04 — Failover

Prerequisite: 03 — Circuit Breaker You will need: Two running MCP servers (primary + backup) Time: 15 minutes Adds: Automatic failover to backup MCP server with priority-based routing

The Problem

Circuit breaker from recipe 03 saved you from wasting 30 seconds per failed call. But the agent still got nothing. Zero results. The circuit opened, requests failed fast, and your agent couldn't complete its task. Protection is great, but errors are still errors.
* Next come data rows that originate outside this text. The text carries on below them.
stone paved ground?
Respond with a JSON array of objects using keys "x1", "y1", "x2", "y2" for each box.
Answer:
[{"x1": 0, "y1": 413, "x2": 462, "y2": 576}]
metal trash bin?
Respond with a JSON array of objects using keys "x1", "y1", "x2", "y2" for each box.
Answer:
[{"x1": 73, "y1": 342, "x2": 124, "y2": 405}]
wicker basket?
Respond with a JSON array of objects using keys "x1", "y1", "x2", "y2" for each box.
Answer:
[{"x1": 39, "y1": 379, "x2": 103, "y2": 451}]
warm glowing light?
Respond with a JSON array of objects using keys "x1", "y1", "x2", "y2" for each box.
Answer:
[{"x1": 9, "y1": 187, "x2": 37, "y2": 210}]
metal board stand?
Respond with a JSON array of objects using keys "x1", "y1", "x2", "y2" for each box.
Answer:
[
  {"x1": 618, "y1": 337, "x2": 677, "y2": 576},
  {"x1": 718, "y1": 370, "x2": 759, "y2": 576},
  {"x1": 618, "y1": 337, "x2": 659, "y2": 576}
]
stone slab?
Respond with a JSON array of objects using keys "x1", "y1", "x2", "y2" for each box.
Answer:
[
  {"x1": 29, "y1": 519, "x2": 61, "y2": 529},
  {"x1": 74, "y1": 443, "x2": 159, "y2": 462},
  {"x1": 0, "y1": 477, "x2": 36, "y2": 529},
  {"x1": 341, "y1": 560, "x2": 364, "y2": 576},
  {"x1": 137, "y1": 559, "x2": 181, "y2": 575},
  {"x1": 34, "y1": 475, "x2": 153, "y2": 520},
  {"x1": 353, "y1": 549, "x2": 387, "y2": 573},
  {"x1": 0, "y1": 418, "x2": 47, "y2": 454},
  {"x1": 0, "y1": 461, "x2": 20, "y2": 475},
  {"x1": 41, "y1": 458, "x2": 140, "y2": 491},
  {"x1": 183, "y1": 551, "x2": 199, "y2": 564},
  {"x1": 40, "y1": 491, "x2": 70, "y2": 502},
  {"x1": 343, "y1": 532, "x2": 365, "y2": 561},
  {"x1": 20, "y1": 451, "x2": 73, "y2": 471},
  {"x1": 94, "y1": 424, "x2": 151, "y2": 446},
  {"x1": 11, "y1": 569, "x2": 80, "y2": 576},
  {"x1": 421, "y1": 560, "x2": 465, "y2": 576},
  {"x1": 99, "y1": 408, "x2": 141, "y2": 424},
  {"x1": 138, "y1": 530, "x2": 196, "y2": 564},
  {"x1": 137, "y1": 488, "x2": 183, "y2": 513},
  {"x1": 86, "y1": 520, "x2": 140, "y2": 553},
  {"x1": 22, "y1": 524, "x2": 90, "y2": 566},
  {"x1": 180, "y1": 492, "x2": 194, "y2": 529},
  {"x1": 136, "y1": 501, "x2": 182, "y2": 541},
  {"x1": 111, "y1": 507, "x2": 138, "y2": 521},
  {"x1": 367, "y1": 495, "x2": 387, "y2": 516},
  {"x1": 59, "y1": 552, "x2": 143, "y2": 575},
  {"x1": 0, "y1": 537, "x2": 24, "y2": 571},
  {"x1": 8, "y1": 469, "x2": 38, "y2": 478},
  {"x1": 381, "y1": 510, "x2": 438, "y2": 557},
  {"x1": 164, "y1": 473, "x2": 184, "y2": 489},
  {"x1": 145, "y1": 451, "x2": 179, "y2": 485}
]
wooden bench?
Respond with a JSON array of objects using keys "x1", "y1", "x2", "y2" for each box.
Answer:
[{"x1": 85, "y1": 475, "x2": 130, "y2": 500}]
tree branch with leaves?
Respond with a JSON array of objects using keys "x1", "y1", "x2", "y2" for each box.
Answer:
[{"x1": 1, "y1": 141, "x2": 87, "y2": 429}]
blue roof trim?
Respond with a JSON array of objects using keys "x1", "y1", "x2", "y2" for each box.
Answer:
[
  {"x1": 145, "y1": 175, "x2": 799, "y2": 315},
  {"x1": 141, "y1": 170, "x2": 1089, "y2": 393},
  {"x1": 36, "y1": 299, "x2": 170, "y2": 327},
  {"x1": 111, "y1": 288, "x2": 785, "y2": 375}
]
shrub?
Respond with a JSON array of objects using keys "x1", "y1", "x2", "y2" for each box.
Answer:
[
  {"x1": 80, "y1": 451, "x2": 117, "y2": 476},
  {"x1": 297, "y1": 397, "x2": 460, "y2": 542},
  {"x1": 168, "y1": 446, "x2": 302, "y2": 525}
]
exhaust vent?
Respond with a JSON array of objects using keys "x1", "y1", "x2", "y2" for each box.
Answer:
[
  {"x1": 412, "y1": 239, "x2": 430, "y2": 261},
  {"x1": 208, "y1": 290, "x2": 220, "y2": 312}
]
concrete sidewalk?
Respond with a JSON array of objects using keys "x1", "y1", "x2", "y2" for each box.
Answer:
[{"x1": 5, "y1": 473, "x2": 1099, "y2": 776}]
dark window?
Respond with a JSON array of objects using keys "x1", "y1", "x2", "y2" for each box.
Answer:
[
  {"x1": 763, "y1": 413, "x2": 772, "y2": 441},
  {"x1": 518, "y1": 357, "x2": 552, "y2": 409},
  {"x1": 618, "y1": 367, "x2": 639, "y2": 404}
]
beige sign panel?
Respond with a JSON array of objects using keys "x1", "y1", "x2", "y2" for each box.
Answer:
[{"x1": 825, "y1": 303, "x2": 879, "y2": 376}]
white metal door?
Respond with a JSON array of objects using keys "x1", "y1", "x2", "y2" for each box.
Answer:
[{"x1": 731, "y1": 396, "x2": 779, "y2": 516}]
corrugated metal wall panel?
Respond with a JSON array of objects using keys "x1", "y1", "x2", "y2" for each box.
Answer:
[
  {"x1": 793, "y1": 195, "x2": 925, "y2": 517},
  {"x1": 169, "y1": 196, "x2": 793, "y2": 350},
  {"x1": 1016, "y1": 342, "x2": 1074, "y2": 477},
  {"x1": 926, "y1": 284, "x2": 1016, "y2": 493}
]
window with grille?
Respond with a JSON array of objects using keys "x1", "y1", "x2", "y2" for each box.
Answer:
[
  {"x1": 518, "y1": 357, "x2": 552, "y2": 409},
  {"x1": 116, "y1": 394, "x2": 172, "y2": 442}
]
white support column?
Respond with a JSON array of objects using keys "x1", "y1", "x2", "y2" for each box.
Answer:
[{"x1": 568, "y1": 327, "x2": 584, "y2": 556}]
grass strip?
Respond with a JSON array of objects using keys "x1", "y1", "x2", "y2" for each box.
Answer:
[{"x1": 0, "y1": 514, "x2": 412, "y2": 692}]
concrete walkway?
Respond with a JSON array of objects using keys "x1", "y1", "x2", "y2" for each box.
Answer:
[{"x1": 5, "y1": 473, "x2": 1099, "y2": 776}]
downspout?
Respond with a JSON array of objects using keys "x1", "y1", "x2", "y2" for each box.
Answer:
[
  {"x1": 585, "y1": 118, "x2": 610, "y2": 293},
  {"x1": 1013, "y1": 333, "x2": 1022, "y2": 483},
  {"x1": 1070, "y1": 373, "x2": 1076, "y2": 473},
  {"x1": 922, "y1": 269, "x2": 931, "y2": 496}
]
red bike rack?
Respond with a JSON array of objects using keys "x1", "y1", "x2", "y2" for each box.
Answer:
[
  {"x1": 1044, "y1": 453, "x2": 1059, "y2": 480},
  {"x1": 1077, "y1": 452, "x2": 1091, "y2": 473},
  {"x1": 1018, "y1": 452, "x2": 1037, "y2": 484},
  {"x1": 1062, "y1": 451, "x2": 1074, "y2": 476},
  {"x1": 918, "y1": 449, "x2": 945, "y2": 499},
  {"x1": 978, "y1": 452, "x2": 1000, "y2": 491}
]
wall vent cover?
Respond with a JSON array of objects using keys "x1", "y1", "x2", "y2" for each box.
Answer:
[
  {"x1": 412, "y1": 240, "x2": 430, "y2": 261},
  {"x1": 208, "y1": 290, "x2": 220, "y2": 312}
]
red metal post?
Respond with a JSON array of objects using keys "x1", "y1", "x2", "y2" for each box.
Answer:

Your single MCP server is one crash away from downtime. What if there was a second MCP server ready to answer while the primary recovers?

Prerequisites

You need TWO running MCP servers. Use the in-repo test server on different ports:

# Build the test MCP server (skip if already built in recipe 01)
docker build -t mcp-math:latest examples/provider_math/

# Terminal 1: Primary server on port 8080
docker run -d --name mcp-primary -p 8080:8080 mcp-math:latest

# Terminal 2: Backup server on port 8081
docker run -d --name mcp-backup -p 8081:8080 -e MCP_PORT=8080 mcp-math:latest

Keep both containers running.

The Config

# config.yaml — Recipe 04: Failover

mcp_servers:
  my-mcp:
    mode: remote
    endpoint: http://localhost:8080/mcp
    description: "Primary MCP server"
    health_check_interval_s: 30
    max_consecutive_failures: 3
    http:
      connect_timeout: 10.0
      read_timeout: 30.0

  my-mcp-backup:                           # NEW: added in this recipe
    mode: remote                           # NEW: added in this recipe
    endpoint: http://localhost:8081/mcp    # NEW: added in this recipe
    description: "Backup MCP server"       # NEW: added in this recipe
    health_check_interval_s: 30            # NEW: added in this recipe
    max_consecutive_failures: 3            # NEW: added in this recipe
    http:                                  # NEW: added in this recipe
      connect_timeout: 10.0                # NEW: added in this recipe
      read_timeout: 30.0                   # NEW: added in this recipe

  my-mcp-group:
    mode: group
    description: "Primary/backup MCP failover"
    strategy: priority                     # NEW: changed from round_robin
    min_healthy: 1
    circuit_breaker:
      failure_threshold: 3
      reset_timeout_s: 30
    members:
      - id: my-mcp                         # NEW: added priority
        priority: 1                        # NEW: added priority (primary)
      - id: my-mcp-backup                  # NEW: added backup member
        priority: 2                        # NEW: backup has lower priority

Save this as ~/.config/mcp-hangar/config.yaml (or update your existing file).

Try It

1. Start Hangar with the new config

   mcp-hangar --config ~/.config/mcp-hangar/config.yaml serve \
     --log-file /tmp/hangar-failover.log &

   INFO     group_created group_id=my-mcp-group strategy=priority
   INFO     Added member my-mcp to group my-mcp-group (priority=1)
   INFO     Added member my-mcp-backup to group my-mcp-group (priority=2)
   

2. Check group status - both members healthy

   tail -20 /tmp/hangar-failover.log | grep -E "member|health|rotation"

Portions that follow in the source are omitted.